Police in Ottawa, Canada, threatened to arrest members of the press who are in the city to report on the Canadian government’s ongoing crackdown of peaceful demonstrators protesting COVID-19 vaccine mandates and restrictions. The threat came just hours after law enforcement began arresting “Freedom Convoy” peaceful protesters.
“All media who are attending the area, please keep a distance and stay out of police operations for your safety. Anyone found within areas undergoing enforcement may be subject to arrest,” Ottawa Police tweeted on Friday. “There will be a media availability later today at 474 Elgin Street. #ottnews.”
The Canadian Civil Liberties Association condemned the threat against journalists.

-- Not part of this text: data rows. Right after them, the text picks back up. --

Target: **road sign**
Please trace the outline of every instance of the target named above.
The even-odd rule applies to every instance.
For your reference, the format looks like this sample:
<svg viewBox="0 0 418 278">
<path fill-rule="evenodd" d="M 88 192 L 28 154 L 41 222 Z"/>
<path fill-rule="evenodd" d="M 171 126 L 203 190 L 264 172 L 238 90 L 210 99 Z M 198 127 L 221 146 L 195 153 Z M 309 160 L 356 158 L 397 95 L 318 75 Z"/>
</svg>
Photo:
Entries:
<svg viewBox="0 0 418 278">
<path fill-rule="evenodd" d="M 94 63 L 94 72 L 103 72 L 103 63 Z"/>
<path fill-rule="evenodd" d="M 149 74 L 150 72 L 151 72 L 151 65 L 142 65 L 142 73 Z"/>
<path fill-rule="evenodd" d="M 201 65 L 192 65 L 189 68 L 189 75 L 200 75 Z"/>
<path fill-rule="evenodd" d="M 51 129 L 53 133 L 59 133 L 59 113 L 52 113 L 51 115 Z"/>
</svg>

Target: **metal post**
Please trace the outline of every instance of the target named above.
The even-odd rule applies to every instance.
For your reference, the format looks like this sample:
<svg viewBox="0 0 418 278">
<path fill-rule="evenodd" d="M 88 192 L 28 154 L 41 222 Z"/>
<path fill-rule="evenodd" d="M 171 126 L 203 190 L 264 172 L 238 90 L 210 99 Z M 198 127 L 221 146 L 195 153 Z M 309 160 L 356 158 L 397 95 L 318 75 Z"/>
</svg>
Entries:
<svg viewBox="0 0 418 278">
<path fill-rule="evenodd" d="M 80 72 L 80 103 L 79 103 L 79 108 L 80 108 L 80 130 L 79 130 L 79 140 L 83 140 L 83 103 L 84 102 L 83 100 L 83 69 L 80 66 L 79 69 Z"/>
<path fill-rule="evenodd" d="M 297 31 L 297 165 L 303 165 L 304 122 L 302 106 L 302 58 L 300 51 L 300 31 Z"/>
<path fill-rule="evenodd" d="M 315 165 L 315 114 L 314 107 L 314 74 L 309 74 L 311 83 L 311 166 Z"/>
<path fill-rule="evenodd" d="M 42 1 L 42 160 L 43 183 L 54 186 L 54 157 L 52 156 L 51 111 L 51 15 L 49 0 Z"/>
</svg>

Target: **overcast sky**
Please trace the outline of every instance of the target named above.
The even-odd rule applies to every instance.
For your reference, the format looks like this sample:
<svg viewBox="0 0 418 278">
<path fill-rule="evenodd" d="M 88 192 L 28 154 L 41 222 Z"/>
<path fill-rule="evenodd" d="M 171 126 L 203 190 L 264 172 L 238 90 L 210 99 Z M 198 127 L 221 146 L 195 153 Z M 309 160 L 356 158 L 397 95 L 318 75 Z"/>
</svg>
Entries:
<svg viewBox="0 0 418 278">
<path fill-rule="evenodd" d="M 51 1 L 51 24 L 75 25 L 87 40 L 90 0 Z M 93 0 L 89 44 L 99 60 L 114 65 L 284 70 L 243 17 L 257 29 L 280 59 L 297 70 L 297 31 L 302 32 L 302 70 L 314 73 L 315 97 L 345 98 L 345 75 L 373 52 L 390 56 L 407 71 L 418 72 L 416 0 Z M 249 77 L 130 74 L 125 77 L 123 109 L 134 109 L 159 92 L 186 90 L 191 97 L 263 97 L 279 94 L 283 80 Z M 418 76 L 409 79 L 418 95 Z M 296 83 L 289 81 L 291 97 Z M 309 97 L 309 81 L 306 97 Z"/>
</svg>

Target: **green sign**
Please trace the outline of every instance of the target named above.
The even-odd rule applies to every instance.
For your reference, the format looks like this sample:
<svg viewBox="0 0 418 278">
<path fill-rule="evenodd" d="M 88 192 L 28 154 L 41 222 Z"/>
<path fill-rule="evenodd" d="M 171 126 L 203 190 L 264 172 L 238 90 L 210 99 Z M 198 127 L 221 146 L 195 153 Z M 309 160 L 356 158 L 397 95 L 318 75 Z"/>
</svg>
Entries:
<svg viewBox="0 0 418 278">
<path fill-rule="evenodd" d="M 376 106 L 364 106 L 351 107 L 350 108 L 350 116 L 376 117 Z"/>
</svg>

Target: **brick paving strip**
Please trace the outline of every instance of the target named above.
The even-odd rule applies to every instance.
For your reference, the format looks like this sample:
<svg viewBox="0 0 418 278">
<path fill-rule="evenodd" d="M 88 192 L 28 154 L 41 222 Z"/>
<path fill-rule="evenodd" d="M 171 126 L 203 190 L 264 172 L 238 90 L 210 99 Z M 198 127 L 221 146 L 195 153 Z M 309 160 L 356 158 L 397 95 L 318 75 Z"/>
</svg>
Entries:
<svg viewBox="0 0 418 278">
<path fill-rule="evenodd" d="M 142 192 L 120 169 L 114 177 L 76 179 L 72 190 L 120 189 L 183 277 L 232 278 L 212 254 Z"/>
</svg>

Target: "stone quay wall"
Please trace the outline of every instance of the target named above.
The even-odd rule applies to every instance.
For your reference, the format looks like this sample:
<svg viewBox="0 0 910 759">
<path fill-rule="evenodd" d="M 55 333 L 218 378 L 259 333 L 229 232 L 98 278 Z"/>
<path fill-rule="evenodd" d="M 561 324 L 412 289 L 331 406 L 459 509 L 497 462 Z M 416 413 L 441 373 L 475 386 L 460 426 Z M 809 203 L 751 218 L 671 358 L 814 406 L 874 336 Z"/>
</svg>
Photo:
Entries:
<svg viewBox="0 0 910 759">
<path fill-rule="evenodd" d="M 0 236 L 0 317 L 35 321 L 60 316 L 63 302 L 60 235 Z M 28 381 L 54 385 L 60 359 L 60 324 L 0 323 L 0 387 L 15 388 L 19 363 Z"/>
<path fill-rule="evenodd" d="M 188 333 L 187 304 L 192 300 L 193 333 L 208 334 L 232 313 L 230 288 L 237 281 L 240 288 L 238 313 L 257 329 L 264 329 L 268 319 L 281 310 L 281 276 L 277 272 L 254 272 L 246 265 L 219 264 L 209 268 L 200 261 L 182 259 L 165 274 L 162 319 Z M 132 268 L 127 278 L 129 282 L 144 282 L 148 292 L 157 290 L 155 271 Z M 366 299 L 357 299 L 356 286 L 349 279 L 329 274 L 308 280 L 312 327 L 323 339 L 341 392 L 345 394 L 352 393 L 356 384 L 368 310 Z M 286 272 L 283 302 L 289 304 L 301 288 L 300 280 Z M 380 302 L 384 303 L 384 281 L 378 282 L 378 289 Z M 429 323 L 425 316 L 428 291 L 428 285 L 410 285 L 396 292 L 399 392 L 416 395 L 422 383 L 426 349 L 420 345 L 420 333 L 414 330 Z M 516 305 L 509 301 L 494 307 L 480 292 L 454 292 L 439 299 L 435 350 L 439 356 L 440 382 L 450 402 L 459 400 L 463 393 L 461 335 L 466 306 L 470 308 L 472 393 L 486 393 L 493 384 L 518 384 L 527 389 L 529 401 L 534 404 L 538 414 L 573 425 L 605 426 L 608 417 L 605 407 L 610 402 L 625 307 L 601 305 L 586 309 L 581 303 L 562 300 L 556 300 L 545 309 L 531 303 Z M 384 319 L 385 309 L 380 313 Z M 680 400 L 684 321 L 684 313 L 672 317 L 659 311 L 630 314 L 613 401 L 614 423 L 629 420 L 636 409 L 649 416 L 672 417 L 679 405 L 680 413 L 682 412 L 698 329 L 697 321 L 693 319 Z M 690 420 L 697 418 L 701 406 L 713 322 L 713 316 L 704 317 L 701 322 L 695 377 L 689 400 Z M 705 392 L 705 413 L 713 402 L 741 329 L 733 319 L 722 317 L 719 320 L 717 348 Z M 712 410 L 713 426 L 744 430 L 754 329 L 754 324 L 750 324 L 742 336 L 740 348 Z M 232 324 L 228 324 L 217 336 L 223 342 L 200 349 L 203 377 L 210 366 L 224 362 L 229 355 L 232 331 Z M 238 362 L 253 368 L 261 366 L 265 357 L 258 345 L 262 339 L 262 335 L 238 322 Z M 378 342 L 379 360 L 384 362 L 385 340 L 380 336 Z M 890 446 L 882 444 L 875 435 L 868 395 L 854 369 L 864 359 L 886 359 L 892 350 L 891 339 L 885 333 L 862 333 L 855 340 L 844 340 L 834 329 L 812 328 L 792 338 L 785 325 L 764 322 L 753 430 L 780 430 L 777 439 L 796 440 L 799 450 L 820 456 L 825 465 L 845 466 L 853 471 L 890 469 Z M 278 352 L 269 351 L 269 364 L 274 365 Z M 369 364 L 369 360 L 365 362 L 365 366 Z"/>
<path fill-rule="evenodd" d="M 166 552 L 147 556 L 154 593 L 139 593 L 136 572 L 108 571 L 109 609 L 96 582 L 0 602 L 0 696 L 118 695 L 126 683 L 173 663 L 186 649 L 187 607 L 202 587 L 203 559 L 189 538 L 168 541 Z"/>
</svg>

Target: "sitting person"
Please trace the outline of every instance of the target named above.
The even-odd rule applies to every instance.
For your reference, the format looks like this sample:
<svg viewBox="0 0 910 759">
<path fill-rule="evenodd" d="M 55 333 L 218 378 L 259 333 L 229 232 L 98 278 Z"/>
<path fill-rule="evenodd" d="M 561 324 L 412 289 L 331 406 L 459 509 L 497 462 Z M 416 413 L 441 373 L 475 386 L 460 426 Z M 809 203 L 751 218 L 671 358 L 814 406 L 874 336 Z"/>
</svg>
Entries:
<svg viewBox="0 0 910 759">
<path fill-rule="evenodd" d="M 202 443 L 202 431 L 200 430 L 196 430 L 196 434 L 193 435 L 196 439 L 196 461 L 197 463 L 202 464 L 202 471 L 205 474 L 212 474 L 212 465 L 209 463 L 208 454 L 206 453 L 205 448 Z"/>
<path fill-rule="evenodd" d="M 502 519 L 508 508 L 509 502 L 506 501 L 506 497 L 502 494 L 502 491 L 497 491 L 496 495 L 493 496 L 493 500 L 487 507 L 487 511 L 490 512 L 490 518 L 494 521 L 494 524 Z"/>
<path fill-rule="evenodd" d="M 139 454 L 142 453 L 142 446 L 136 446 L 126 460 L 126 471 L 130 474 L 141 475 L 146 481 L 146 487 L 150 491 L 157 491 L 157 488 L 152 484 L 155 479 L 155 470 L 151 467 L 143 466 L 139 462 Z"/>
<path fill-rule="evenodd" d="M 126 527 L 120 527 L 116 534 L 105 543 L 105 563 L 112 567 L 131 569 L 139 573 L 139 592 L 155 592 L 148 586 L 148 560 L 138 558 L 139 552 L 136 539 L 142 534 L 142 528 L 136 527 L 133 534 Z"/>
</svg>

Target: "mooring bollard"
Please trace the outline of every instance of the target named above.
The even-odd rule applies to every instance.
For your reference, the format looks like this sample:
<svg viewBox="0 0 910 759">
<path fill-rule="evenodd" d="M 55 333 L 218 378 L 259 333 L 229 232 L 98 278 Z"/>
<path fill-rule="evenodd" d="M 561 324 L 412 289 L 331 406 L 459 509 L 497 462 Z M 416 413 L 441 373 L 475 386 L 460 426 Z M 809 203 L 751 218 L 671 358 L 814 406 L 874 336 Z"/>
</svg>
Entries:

“Warning journalists about safety risks in the protest zone is reasonable. Threatening them with arrest for doing their jobs is not,” the group tweeted. “Time and time again, Canadian courts have ruled against exclusion zones and other limits on the press. #cdnpoli.”
On Thursday, one of the demonstration’s primary organizers, Tamara Lich, was arrested, The New York Times reported.
Dagny Pawlak, a spokeswoman for the protest, said the arrest was “absolutely baseless and a disgrace to any liberal democracy, although not a surprise.”
Police began arresting protesters shortly after interim Police Chief Steve Bell told protesters during a news conference, “It’s time to go. Your time in our city has come to an end and you must leave.”
“I implore anyone that’s there: Get in your truck and we will navigate safe passage for you to leave our city streets,” Bell said, according to The Washington Post. “We want this demonstration to end peacefully. … There is a deliberate plan, there is commitment and there’s the resourcing that we now have in place to end this.”
The Associated Press reported that while some protesters surrendered and were taken into police custody, others refused to stand down.
“Freedom was never free,” said trucker Kevin Homaund, from Montreal. “So what if they put the handcuffs on us and they put us in jail?”
One of the demonstration’s leaders, Pat King, advised the truckers to “stay peaceful.” King also warned two truck drivers who assist the police that they are “committing career suicide.”
“We know where the trucks came from,” King said in a Facebook post.
The threats and arrests come just days after Canadian Prime Minister Justin Trudeau invoked the never-before-used Emergencies Act in response to the protesters, who have vowed to keep the demonstration going until all pandemic-related restrictions are lifted.
Meanwhile, the United States version of the “Freedom Convoy” trucker protest is set to leave Los Angeles on Feb. 25 and arrive in Washington, D.C. on March 1 for President Joe Biden’s first State of the Union Address.